当社グループは、事業運営上必要な資金の流動性と資金の源泉を安定的に確保することを基本方針としております。資金需要のうち主なものは、事業用地・建設資金及び運転資金であります。また、資金の財源は主として自己資金及び借入金等であります。借入金については、取引金融機関とコミット型シンジケート契約及びシンジケートローン契約を締結し、資金の流動性を確保しております。適正な手許資金の水準を定め、長期資金と短期資金の均衡を保ちつつ、金利コストの最小化を図り、財務健全性の維持を図っております。

 

(5) 重要な会計上の見積り及び当該見積りに用いた仮定

当社グループの連結財務諸表は、わが国において一般に公正妥当と認められている会計基準に基づいて作成されております。この連結財務諸表の作成にあたり、見積りが必要な事項につきましては、合理的な基準に基づき会計上の見積りを行っていますが、見積り特有の不確実性が存在するため、実際の結果はこれらの見積りと異なる場合があります。
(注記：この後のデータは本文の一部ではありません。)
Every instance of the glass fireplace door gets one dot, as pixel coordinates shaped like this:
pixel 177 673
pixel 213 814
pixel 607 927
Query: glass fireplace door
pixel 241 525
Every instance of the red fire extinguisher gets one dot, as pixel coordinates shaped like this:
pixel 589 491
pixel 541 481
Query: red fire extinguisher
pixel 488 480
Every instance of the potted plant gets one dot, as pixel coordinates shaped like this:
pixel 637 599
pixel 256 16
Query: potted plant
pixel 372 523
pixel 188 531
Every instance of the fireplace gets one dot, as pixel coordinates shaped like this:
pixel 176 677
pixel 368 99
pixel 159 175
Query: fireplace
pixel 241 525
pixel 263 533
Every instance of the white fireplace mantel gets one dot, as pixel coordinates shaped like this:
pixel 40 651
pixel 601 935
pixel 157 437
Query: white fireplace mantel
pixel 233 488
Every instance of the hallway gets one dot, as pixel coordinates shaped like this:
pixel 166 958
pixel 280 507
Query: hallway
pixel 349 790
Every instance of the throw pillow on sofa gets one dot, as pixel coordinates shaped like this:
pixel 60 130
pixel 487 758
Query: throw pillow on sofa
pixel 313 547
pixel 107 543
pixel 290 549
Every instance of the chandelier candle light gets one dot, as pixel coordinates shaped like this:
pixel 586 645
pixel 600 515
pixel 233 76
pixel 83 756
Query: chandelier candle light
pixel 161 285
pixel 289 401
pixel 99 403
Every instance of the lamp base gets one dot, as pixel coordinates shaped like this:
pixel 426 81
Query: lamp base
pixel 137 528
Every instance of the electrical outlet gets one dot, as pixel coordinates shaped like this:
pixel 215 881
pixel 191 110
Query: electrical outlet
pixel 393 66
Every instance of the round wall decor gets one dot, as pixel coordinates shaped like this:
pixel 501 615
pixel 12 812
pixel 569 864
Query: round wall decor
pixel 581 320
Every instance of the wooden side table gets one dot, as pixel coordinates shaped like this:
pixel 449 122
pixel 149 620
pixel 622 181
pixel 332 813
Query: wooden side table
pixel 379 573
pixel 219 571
当社は特に以下の会計上の見積り及び当該見積りに用いた仮定が重要であると考えております。

 

繰延税金資産の回収可能性

繰延税金資産は、事業計画等に基づいて課税所得の発生時期及び金額を見積り、回収可能性が高いと判断した金額を計上しております。今後、経営環境の変化に伴い将来発生する課税所得の見通しが変化する場合には、繰延税金資産の計上額が変動し、損益へ影響を与える可能性があります。